- Directed by: Patrick Creadon
- Produced by: Christine O'Malley; John Kessler;
- Edited by: Nick Andert; Daniel J. Clark;
- Music by: Peter Golub
- Release date: 2015;

= All Work All Play =

All Work All Play is a 2015 documentary film directed by Patrick Creadon. It explores the growing esports industry and follows professional gamers as they compete in the Electronic Sports League's 2014 Intel Extreme Masters World Championship.
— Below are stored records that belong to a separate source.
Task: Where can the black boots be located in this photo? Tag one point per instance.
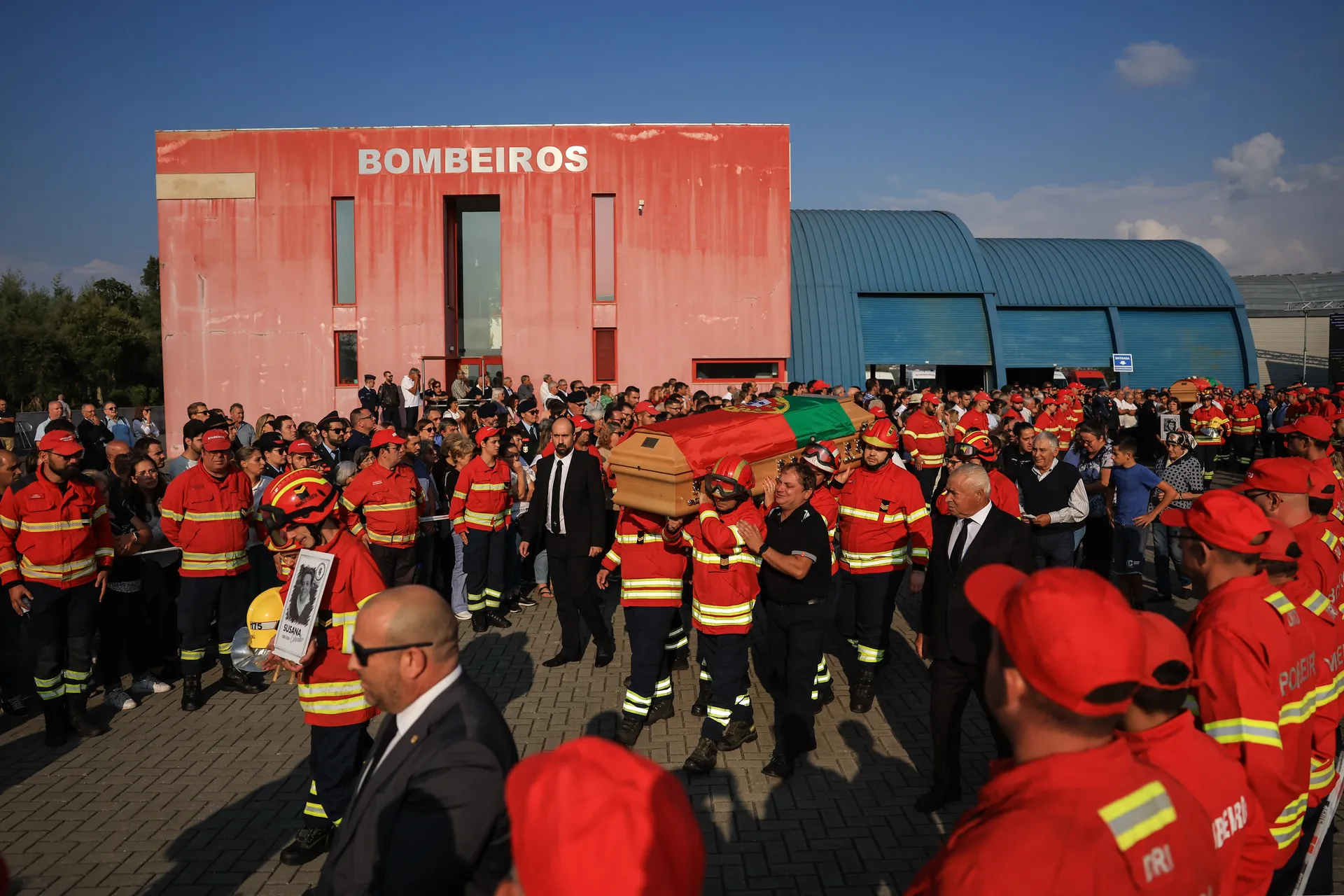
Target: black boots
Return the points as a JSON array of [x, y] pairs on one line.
[[191, 699], [77, 713], [309, 843]]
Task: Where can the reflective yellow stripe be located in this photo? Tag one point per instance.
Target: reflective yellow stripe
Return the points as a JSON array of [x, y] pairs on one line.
[[1139, 814]]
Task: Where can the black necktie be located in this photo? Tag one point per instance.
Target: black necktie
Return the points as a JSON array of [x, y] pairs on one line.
[[558, 473], [958, 547]]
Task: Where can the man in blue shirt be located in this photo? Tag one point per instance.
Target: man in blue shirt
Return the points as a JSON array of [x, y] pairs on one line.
[[1126, 503]]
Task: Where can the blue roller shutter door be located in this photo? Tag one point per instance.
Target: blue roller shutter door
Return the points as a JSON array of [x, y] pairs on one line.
[[1171, 346], [899, 330], [1054, 337]]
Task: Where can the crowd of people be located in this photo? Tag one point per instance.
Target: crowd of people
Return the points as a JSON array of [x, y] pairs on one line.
[[1018, 519]]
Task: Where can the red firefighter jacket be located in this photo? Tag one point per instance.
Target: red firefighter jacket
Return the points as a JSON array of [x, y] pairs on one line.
[[1096, 822], [390, 503], [723, 570], [925, 440], [883, 520], [482, 498], [1246, 853], [58, 538], [1256, 668], [209, 520], [651, 568], [328, 692]]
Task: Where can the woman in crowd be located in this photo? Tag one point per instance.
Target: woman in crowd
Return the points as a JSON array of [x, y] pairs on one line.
[[1183, 472]]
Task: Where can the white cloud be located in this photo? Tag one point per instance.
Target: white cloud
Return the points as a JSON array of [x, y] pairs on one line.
[[1154, 64], [1253, 216]]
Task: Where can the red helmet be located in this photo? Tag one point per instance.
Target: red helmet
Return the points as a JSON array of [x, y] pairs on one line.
[[882, 434], [299, 496], [732, 477], [820, 457]]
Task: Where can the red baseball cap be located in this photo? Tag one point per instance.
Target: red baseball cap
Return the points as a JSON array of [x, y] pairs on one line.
[[1281, 545], [62, 442], [1310, 426], [1163, 644], [1069, 631], [592, 817], [1225, 519], [1285, 475], [219, 441], [386, 437]]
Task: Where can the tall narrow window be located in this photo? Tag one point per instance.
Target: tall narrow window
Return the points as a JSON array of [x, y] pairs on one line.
[[604, 248], [604, 355], [347, 358], [343, 248]]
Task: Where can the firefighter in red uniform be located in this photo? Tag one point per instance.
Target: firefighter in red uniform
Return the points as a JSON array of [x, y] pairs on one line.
[[384, 504], [974, 418], [1163, 734], [651, 593], [206, 512], [1254, 664], [885, 527], [1210, 426], [300, 508], [1073, 812], [1245, 424], [724, 592], [482, 511], [980, 448], [55, 555], [1280, 561], [926, 442]]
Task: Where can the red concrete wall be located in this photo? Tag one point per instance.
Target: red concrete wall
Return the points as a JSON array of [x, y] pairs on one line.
[[248, 284]]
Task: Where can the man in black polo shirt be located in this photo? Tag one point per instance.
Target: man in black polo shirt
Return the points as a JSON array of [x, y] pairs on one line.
[[796, 583]]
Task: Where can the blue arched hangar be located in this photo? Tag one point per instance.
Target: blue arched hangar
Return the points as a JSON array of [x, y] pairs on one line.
[[914, 296]]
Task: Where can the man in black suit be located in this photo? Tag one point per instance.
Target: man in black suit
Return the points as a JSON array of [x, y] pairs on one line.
[[568, 519], [429, 813], [952, 634]]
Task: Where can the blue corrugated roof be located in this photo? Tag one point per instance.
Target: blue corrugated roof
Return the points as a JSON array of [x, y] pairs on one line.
[[1126, 273]]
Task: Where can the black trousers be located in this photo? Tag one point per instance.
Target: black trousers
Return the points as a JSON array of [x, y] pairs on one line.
[[397, 564], [574, 580], [213, 606], [953, 681], [483, 562], [61, 624], [650, 676], [1053, 548], [794, 633], [726, 660], [335, 757]]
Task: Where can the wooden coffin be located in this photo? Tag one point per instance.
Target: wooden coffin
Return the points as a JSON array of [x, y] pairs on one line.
[[659, 468]]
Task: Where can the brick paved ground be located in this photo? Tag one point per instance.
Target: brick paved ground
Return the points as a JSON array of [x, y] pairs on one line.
[[171, 802]]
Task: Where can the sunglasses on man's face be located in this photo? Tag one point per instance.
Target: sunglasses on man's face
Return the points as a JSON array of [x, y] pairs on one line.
[[363, 653]]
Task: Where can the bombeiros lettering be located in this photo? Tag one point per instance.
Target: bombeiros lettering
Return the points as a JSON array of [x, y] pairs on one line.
[[460, 160]]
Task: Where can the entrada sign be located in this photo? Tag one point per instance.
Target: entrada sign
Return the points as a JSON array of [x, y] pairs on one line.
[[456, 160]]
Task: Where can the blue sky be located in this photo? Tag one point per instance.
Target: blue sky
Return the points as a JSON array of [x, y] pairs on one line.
[[1212, 121]]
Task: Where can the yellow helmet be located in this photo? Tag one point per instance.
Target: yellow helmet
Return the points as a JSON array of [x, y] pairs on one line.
[[264, 618]]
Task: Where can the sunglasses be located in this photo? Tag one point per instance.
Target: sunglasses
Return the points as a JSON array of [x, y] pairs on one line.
[[363, 653]]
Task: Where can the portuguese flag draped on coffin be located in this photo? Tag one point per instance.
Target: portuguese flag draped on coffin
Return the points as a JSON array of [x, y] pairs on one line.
[[656, 466]]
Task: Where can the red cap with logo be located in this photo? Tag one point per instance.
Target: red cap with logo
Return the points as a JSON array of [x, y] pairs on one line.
[[1310, 426], [61, 442], [219, 441], [386, 437], [1225, 519], [1284, 475], [1163, 644], [593, 799], [1069, 633]]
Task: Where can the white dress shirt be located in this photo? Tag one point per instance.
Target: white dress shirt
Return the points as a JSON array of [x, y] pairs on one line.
[[972, 524]]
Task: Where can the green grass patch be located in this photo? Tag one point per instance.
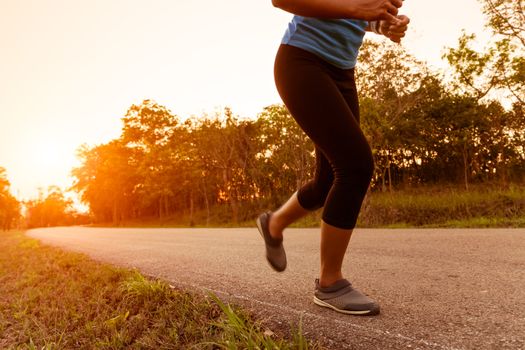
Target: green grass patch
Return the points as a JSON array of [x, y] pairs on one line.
[[481, 206], [51, 299], [428, 206]]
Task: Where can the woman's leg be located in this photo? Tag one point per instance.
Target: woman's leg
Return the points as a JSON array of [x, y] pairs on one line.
[[310, 197], [317, 96]]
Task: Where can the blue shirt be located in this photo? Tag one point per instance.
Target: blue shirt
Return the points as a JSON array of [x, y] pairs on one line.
[[335, 40]]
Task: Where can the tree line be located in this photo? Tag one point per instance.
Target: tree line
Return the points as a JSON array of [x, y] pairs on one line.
[[423, 129]]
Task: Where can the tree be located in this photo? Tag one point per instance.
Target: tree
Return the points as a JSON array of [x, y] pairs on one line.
[[9, 206], [52, 209], [107, 180]]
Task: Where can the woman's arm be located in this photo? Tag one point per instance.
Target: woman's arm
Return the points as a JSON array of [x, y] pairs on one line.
[[355, 9]]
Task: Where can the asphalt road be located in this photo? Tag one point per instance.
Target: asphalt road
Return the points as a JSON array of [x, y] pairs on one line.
[[438, 288]]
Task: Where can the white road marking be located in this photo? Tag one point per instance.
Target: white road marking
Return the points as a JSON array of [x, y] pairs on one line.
[[320, 317]]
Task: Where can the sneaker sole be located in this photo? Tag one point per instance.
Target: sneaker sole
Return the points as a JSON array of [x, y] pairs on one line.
[[259, 227], [346, 312]]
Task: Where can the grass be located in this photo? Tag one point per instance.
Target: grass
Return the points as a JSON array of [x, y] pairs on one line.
[[481, 206], [51, 299]]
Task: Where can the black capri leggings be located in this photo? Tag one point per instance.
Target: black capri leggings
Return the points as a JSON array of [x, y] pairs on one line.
[[323, 100]]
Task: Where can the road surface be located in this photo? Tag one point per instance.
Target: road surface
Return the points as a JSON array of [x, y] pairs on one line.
[[438, 288]]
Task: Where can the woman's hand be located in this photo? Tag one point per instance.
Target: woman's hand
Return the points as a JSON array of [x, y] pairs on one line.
[[385, 10], [369, 10], [394, 30]]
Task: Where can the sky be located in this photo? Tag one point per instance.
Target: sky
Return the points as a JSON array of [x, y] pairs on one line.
[[69, 70]]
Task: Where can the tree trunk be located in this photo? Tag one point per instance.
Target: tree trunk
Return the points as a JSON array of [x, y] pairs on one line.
[[206, 203], [192, 223], [389, 175]]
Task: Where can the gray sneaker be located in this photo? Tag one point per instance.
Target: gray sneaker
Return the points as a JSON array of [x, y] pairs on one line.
[[342, 297], [275, 253]]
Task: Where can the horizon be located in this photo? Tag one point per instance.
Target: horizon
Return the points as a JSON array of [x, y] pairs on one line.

The documentary was screened as a "work in progress" at the 2015 Tribeca Film Festival. To commemorate its official release, Fathom Events and By Experience broadcast two special screenings of the film, each of which was followed by a panel discussion with the creators and cast. For All Work All Play's international theatrical release, Fathom Events and By Experience released the film in 1,200 theaters worldwide.

== Synopsis ==
The documentary primarily focuses on professional League of Legends players as they vie for spots at the Intel Extreme Masters World Championship, an annual esports competition held in Katowice, Poland. The film also follows Michal "Carmac" Blicharz, the managing director of ESL, and details his ascension from gaming enthusiast to organizer of the IEM Championship.

== Cast ==
Creadon interviewed several professional gaming teams for the film, including American teams Cloud9 and Team SoloMid and South Korean team GE Tigers.